In its 100th year, CSB Bank, formely known as Catholic Syrian Bank, went public and its Rs 410 crore IPO was subscribed a whopping 86.89 times.
C V R Rajendran, managing director and chief executive officer, who was instrumental on convincing Fairfax to invest Rs 1,200 crore in CSB AROUND 22-months back, spoke to T E Narasimhan on what convinced investors, how the bank wants to position itself against NBFCs and what are its future plans. Edited excerpts:
What are the factors that attracted investors and led to the stellar performance of CSB's IPO?
Investors are convinced with our transformation story and journey towards a new private sector model. It is a work in progress, but they are happy about the work we have done till now. Growth in gold loan and advances in the last three years, even without capital, also impressed them. The bank also expanded the advance portfolio, but we have reduced our risk-weighted assets and grew the portfolio. Investors liked that change in the composition.

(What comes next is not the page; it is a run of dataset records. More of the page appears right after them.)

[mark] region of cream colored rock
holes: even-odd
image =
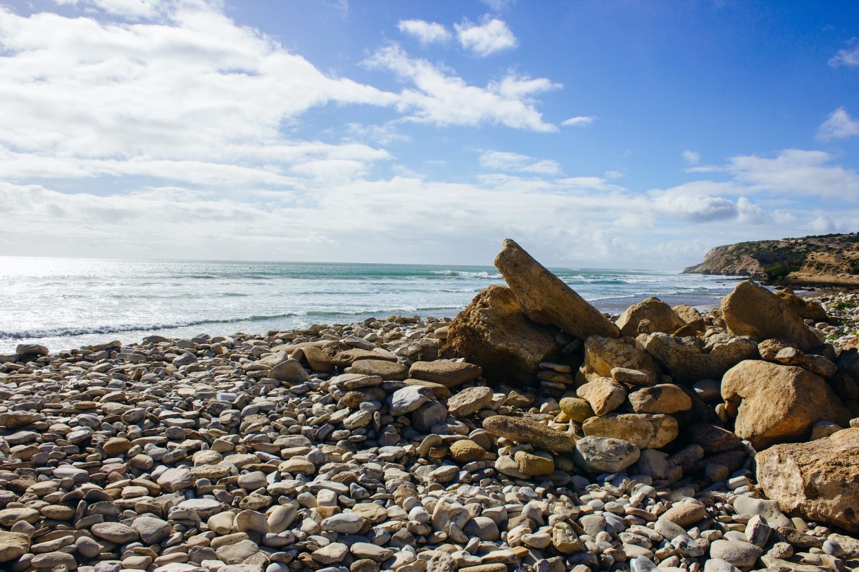
[[[685,326],[685,322],[670,306],[651,296],[626,308],[618,319],[617,325],[621,336],[635,338],[640,333],[654,332],[673,333]]]
[[[591,417],[582,430],[586,435],[623,439],[640,449],[658,449],[677,438],[679,428],[670,415],[621,413]]]
[[[480,366],[489,380],[527,384],[533,381],[540,362],[560,356],[555,332],[528,319],[513,290],[493,284],[450,323],[448,347]]]
[[[538,324],[556,326],[580,339],[592,335],[620,335],[608,318],[510,239],[504,240],[495,265],[525,315]]]
[[[591,336],[585,340],[585,378],[592,381],[598,377],[612,377],[614,368],[637,369],[656,379],[656,365],[644,351],[641,344],[632,338],[602,338]]]
[[[758,451],[807,439],[818,421],[846,427],[852,417],[822,377],[759,360],[746,360],[728,370],[722,397],[728,409],[736,408],[734,432]]]
[[[763,286],[745,280],[722,301],[728,331],[762,342],[770,338],[789,340],[800,350],[819,345],[823,340],[778,296]]]
[[[859,429],[758,453],[758,483],[794,516],[859,532]]]
[[[594,415],[602,416],[613,411],[626,399],[626,390],[610,377],[598,377],[576,390],[580,398],[588,402]]]

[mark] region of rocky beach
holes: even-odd
[[[452,319],[0,356],[0,566],[859,567],[859,295],[607,316],[495,264]]]

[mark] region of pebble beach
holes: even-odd
[[[496,265],[454,318],[0,356],[0,565],[859,567],[859,295],[609,317]]]

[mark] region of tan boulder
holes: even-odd
[[[704,316],[691,306],[678,304],[671,309],[683,320],[684,326],[676,332],[669,333],[673,333],[675,336],[694,336],[696,333],[707,329],[707,326],[704,321]]]
[[[569,453],[576,448],[576,436],[526,417],[495,415],[484,419],[483,427],[497,437],[518,443],[530,443],[553,453]]]
[[[640,449],[658,449],[677,438],[677,419],[670,415],[620,413],[591,417],[582,424],[586,435],[623,439]]]
[[[409,368],[408,377],[439,383],[445,387],[455,387],[466,381],[480,377],[479,366],[467,362],[436,360],[435,362],[415,362]]]
[[[606,415],[613,411],[626,399],[626,390],[610,377],[598,377],[581,386],[576,394],[588,402],[594,415]]]
[[[800,350],[819,345],[823,340],[778,296],[763,286],[745,280],[722,301],[728,331],[762,342],[779,338],[794,342]]]
[[[560,357],[551,327],[522,313],[513,290],[493,284],[482,290],[448,327],[448,347],[483,368],[489,380],[531,383],[540,362]]]
[[[670,306],[651,296],[626,308],[618,319],[617,325],[621,336],[635,338],[640,333],[654,332],[673,333],[685,326],[685,322]]]
[[[819,302],[800,298],[789,288],[777,290],[776,295],[803,319],[813,319],[815,322],[825,322],[829,319],[829,317],[826,316],[826,311]]]
[[[630,393],[629,399],[636,413],[677,413],[692,407],[691,398],[673,383],[637,389]]]
[[[847,426],[850,412],[825,380],[802,368],[746,360],[722,380],[722,398],[737,411],[734,432],[758,450],[802,441],[818,421]]]
[[[641,344],[632,338],[602,338],[591,336],[585,340],[585,379],[612,377],[615,368],[637,369],[651,382],[656,379],[656,365]]]
[[[731,367],[758,356],[751,338],[720,333],[706,338],[657,332],[641,337],[644,350],[665,368],[675,383],[719,380]]]
[[[533,321],[556,326],[580,339],[591,335],[620,335],[612,320],[513,240],[504,240],[495,265],[515,294],[525,315]]]
[[[758,453],[758,483],[786,513],[859,532],[859,428]]]

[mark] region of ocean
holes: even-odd
[[[650,295],[707,307],[736,283],[632,270],[552,268],[604,312]],[[0,353],[160,334],[265,333],[391,314],[453,317],[504,283],[494,267],[0,257]]]

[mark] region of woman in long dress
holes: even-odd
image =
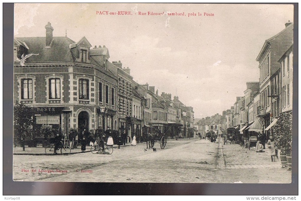
[[[276,150],[275,148],[275,141],[274,141],[274,139],[273,138],[273,136],[270,135],[269,139],[268,140],[268,147],[270,150],[270,155],[271,155],[271,158],[272,160],[272,162],[273,161],[273,158],[274,161],[275,161],[275,157],[276,156]]]
[[[255,151],[256,152],[262,152],[263,150],[262,146],[260,143],[261,140],[260,133],[257,136],[257,143],[256,143],[256,146]]]
[[[137,143],[136,141],[136,136],[134,135],[134,136],[133,137],[133,140],[132,140],[132,143],[131,145],[132,146],[136,146],[136,145],[137,144]]]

CSB's network and the granular deposit base are other factors.Moreover, the bank's NPAs are much less than the industry levels. While the industry level is around 0.36 per cent NPA in gold loans, CSB's NPA in gold loans is less than 0.10 per cent with limited credit losses. The bank's yield is also better compared to the industry.
Our positioning as a competition to the NBFCs and not the bigger banks also impressed the investors.
What are the challenges in front of you now?
Scaling up (the business), in order to prove ourselves to the market, and we are working on it.
We have the ability to maintain NPA and PCR at the current levels and improve them over a period of time. But with the portfolio growing, it may be a challenge. We need to prove our ability to reduce the cost to income ratio, which has come down to 71 from 103. Our ability to take it down to below 50, which is the industry norm, is what they (investors) want us to prove. These are the tasks ahead of us.
How you are planning to scale up?
For every Rs 1,700 crore of growth - Rs 1,000 crore of deposit and Rs 7,00 crore of advances , we may get a profit of around Rs 30 crore.
CSB got about Rs 1,208 crore capital from Fairfax and about Rs 25 crore from the issue. With this capital, and the same composition of 33 per cent of gold loan and remaining risk weighted assets, we can double the balance sheet without the need for further additional capital.
What is your target?
Originally, we anticipated growth of not less than 25 per cent. Since we are on our 100th year, we are looking at whether we can grow at a higher level during the centenary year to prove to the world our ability to grow.
CSB registered a loss last year....
We had a one-off loss due to additional provisionings of Rs 98 crore and Rs 100 crore for employee provisions such as early retirement etc. We have posted a Rs 44 crore net profit for the first half this year. Our operating profit was around Rs 104 crore.
How do you want to position CSB?
A new generation bank which will work more on NBFC space, as far as the lending is concerned. Micro finance, MSME, two wheelers, used truck are some of the areas where the yields are better.
What are your other targets?
We were able to reduce the cost of deposit - from 7.8 per cent to 5.9 per cent. Yield on advance is around 10.6 per cent. NIM rose to 3.4 per cent from 1.7 per cent in three years. But the industry best is about, or more than, 4 per cent. NIM and return on assets of more than 1.5 per cent, return on equity of more than 18 per cent, gross NPA of less than two per cent and net NPA of less than one per cent and provision coverage of 80 per cent. These are the industry benchmarks for a best bank. Our effort should be to reach these benchmarks. How fast you can do it is the challenge.
Branch expansion?
We have already written to the RBI, and have started working on expanding branches. About 200 branches will be coming up in the next one and a half years.